## <font color = blue> Importing Libraries </font>

In [1]:
import pandas as pd
import numpy as np
import matplotlib.pyplot as pt


In [2]:
%matplotlib inline

## <font color = blue> Checkpoint 1 and Table 1.1</font>

####  <font color = blue>Data Importing from Companies and Rounds2 </font>

1. Load Companies data from CSV file or directly from the link.
2. Load rounds2 data from CSV.

In [3]:
companies=pd.read_csv("companies.txt",sep="\t",\
                      encoding='latin1')

rounds2=pd.read_csv('rounds2.csv',encoding='latin1')


Unique count for Companies after removing non readable data 

In [4]:
companies['permalink']=companies['permalink'].str.replace(r'[^\x00-\x7F]+', '').str.upper()
companies['permalink'].nunique()

66368

Unique count for rounds2 file remove non readable data and leading and trailing spaces from companies name from companies name

In [5]:
rounds2['company_permalink']=rounds2['company_permalink'].str.replace(r'[^\x00-\x7F]+', '').str.upper()
rounds2['company_permalink'].nunique()

66368

####  <font color = blue>Creating master_frame</font>

Not dropping rows with blank <b>"raised_amount_usd" or "funding_round_type"</b>

In [6]:
#Not dropping rows with blank "raised_amount_usd or funding_round_type"
master_frame=rounds2.merge(companies,how='inner',right_on='permalink',left_on='company_permalink')


##### Total count of the master_frame

In [7]:
master_frame.shape

(114946, 16)

Cleaning the master_Frame
1. Removing all the rows where raised_Amount_usd is blank. Cant fill with mean/mode/median as the min and max difference is huge.
2. Removing all the rows where category_list if blank as we cant fill the data with category.
3. Removing rows where country_code is blank as filling the data is not possible, filling with highest occurrence of country is not appropriate.

In [8]:
master_frame=master_frame[master_frame['raised_amount_usd'].notnull()]
master_frame=master_frame[master_frame['category_list'].notnull()]
master_frame=master_frame[master_frame['country_code'].notnull()]

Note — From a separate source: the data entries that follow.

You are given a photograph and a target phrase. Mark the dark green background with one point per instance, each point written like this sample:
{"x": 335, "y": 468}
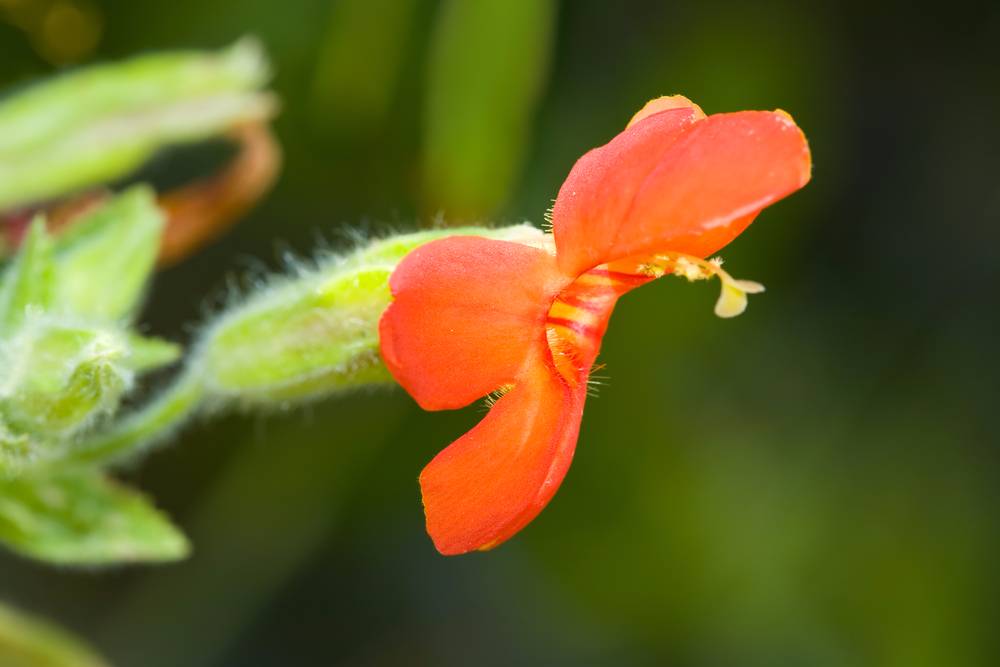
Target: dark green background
{"x": 814, "y": 483}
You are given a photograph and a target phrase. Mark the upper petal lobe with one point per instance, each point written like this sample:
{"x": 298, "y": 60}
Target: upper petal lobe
{"x": 707, "y": 185}
{"x": 466, "y": 314}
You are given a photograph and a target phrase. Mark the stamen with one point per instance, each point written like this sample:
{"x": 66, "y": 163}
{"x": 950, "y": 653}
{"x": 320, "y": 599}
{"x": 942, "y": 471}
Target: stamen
{"x": 733, "y": 296}
{"x": 496, "y": 395}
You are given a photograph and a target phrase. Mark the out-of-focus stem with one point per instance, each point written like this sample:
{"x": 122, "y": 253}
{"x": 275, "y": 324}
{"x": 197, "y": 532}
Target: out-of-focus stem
{"x": 201, "y": 211}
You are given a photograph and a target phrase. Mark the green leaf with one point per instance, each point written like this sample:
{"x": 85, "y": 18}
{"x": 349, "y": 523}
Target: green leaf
{"x": 28, "y": 641}
{"x": 147, "y": 354}
{"x": 479, "y": 109}
{"x": 104, "y": 260}
{"x": 28, "y": 281}
{"x": 98, "y": 124}
{"x": 84, "y": 519}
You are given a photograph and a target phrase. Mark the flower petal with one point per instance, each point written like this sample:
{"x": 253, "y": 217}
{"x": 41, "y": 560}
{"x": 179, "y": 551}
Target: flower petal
{"x": 491, "y": 482}
{"x": 598, "y": 193}
{"x": 706, "y": 187}
{"x": 467, "y": 313}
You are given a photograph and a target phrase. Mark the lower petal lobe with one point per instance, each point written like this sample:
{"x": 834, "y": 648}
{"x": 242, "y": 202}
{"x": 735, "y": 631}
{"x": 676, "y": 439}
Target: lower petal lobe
{"x": 494, "y": 480}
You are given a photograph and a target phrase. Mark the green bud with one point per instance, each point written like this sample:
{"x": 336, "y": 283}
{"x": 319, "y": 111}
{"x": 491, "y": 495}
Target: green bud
{"x": 28, "y": 281}
{"x": 148, "y": 354}
{"x": 97, "y": 124}
{"x": 104, "y": 260}
{"x": 83, "y": 518}
{"x": 314, "y": 334}
{"x": 58, "y": 378}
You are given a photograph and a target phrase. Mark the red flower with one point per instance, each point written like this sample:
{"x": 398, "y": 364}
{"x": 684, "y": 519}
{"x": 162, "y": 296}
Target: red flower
{"x": 473, "y": 316}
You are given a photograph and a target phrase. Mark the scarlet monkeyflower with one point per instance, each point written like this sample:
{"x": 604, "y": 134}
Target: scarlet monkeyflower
{"x": 523, "y": 322}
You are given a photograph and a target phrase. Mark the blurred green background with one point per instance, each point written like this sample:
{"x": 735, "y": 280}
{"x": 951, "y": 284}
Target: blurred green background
{"x": 814, "y": 483}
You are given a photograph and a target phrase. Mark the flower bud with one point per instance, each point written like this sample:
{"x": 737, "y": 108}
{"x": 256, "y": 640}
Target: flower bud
{"x": 103, "y": 260}
{"x": 58, "y": 378}
{"x": 316, "y": 333}
{"x": 100, "y": 123}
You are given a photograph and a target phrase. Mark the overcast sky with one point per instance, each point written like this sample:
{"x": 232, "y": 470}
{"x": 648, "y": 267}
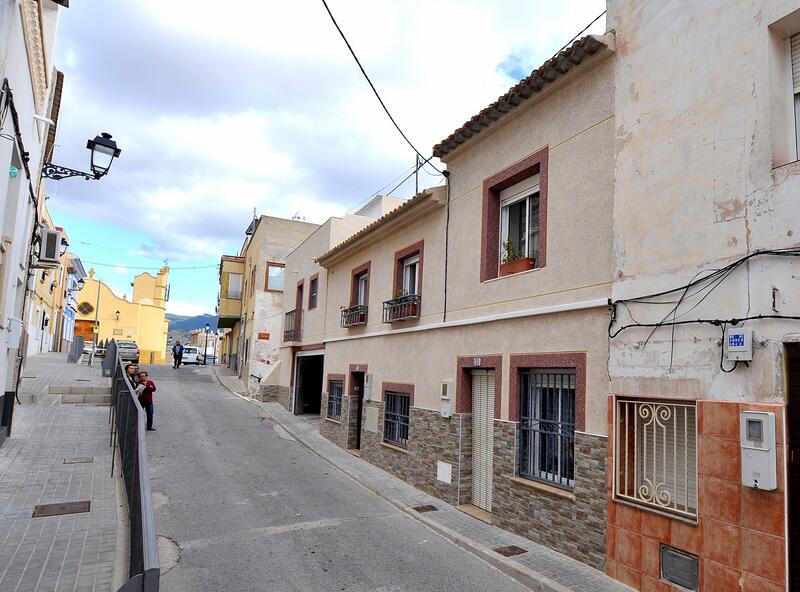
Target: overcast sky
{"x": 220, "y": 108}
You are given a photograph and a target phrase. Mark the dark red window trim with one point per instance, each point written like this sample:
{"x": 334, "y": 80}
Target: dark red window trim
{"x": 566, "y": 360}
{"x": 310, "y": 291}
{"x": 398, "y": 387}
{"x": 490, "y": 230}
{"x": 417, "y": 248}
{"x": 354, "y": 274}
{"x": 465, "y": 365}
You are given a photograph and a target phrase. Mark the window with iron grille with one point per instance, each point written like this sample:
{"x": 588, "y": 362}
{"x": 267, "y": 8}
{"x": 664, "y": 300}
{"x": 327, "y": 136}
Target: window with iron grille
{"x": 395, "y": 418}
{"x": 656, "y": 455}
{"x": 547, "y": 426}
{"x": 335, "y": 388}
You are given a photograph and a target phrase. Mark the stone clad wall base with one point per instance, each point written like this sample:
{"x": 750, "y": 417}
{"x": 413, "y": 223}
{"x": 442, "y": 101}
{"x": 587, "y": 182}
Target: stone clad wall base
{"x": 432, "y": 438}
{"x": 273, "y": 393}
{"x": 575, "y": 527}
{"x": 335, "y": 432}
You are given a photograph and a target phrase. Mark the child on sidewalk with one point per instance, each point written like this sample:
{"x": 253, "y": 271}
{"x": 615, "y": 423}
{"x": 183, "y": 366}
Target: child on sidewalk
{"x": 146, "y": 398}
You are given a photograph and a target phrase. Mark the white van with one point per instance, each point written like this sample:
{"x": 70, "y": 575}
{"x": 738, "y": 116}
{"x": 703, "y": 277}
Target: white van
{"x": 190, "y": 355}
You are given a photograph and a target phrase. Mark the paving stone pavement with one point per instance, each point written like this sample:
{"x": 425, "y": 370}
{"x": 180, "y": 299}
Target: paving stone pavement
{"x": 72, "y": 552}
{"x": 46, "y": 369}
{"x": 547, "y": 568}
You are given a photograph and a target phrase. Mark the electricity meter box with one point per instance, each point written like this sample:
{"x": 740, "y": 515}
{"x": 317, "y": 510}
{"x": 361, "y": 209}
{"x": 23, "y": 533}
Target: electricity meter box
{"x": 738, "y": 344}
{"x": 757, "y": 439}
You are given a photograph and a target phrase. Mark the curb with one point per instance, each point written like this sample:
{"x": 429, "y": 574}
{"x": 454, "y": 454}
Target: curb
{"x": 524, "y": 575}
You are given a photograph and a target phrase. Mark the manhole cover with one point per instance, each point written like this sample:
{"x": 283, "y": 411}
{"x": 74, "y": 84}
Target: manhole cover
{"x": 510, "y": 551}
{"x": 45, "y": 510}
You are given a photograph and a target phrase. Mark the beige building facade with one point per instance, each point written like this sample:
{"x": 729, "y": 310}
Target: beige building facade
{"x": 465, "y": 332}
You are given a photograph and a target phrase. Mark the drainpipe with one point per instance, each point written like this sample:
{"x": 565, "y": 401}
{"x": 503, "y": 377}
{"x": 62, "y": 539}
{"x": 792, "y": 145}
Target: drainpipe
{"x": 446, "y": 174}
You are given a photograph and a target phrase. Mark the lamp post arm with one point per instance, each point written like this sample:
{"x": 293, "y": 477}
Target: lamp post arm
{"x": 56, "y": 172}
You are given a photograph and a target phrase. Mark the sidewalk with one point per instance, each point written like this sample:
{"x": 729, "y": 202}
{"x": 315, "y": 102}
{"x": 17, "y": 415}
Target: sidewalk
{"x": 56, "y": 454}
{"x": 539, "y": 567}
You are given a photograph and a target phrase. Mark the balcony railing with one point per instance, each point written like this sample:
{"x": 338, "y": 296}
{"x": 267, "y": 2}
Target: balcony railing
{"x": 354, "y": 316}
{"x": 402, "y": 308}
{"x": 291, "y": 326}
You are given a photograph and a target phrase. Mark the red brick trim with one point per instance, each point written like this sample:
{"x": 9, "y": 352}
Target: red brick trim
{"x": 464, "y": 365}
{"x": 398, "y": 387}
{"x": 490, "y": 230}
{"x": 415, "y": 249}
{"x": 311, "y": 279}
{"x": 364, "y": 267}
{"x": 566, "y": 360}
{"x": 266, "y": 276}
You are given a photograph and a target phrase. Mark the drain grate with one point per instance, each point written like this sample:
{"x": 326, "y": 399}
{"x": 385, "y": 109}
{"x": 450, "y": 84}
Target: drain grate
{"x": 45, "y": 510}
{"x": 510, "y": 551}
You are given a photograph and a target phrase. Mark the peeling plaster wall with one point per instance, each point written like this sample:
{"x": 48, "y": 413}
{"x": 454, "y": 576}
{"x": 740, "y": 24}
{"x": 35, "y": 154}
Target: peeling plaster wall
{"x": 698, "y": 133}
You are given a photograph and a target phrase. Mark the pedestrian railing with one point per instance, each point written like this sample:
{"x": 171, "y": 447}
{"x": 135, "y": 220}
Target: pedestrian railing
{"x": 127, "y": 420}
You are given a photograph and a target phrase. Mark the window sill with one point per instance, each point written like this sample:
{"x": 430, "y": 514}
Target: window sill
{"x": 519, "y": 273}
{"x": 394, "y": 447}
{"x": 539, "y": 486}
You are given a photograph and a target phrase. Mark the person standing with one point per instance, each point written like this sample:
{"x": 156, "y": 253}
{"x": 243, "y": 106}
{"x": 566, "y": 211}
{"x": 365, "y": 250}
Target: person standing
{"x": 146, "y": 398}
{"x": 177, "y": 354}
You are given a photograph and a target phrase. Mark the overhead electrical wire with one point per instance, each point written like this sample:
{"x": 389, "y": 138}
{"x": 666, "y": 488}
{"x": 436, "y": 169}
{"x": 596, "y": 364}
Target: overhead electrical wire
{"x": 372, "y": 86}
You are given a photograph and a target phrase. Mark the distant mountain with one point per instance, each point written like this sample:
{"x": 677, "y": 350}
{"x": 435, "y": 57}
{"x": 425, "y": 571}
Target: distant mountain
{"x": 184, "y": 323}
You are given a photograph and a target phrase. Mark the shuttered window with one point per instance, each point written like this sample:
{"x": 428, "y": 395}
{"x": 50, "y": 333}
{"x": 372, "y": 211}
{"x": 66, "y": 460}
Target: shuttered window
{"x": 395, "y": 418}
{"x": 335, "y": 388}
{"x": 482, "y": 437}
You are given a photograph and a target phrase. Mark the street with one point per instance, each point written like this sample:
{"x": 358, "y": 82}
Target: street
{"x": 251, "y": 509}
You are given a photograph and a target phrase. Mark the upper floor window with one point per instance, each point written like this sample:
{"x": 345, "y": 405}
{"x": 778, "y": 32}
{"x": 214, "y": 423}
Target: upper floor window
{"x": 313, "y": 287}
{"x": 514, "y": 229}
{"x": 275, "y": 276}
{"x": 519, "y": 221}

Setting number format to 2 decimal places

In [9]:
pd.set_option('display.float_format','{:,.2f}'.format)


## <font color = blue> Checkpoint 2 and Table 2.1</font>

1. Average funding amount of venture type
2. Average funding amount of angel type
3. Average funding amount of seed type
4. Average funding amount of private equity type
5. Considering that Spark Funds wants to invest between 5 to 15 million USD per  investment round, which investment type is the most suitable for them?

In [10]:
# create rep_value data frame to Average amount of each funding type

rep_value=master_frame.groupby('funding_round_type').agg({'raised_amount_usd':'mean'})
rep_value.reset_index(inplace=True)
rep_value.rename(columns={'raised_amount_usd':'Average_Amount'},inplace=True)

rep_value[rep_value.funding_round_type.isin(['venture','angel','private_equity','seed'])]\
.sort_values('Average_Amount',ascending=False)



Unnamed: 0,funding_round_type,Average_Amount
8,private_equity,73938486.28
13,venture,11724222.69
0,angel,971573.89
11,seed,747793.68


## <font color = blue> Checkpoint 3 and Table 3.1</font>

1. Top English speaking country
2. Second English speaking country
3. Third English speaking country


In [11]:
top9=master_frame.loc[ (master_frame['funding_round_type']== 'venture') &\
                      ~(master_frame['country_code'].isnull())& (master_frame['raised_amount_usd'].notnull()) 
                      ,\
                      ['country_code','raised_amount_usd']]\
                    .groupby(by='country_code').agg('sum').sort_values('raised_amount_usd',ascending=False).head(9)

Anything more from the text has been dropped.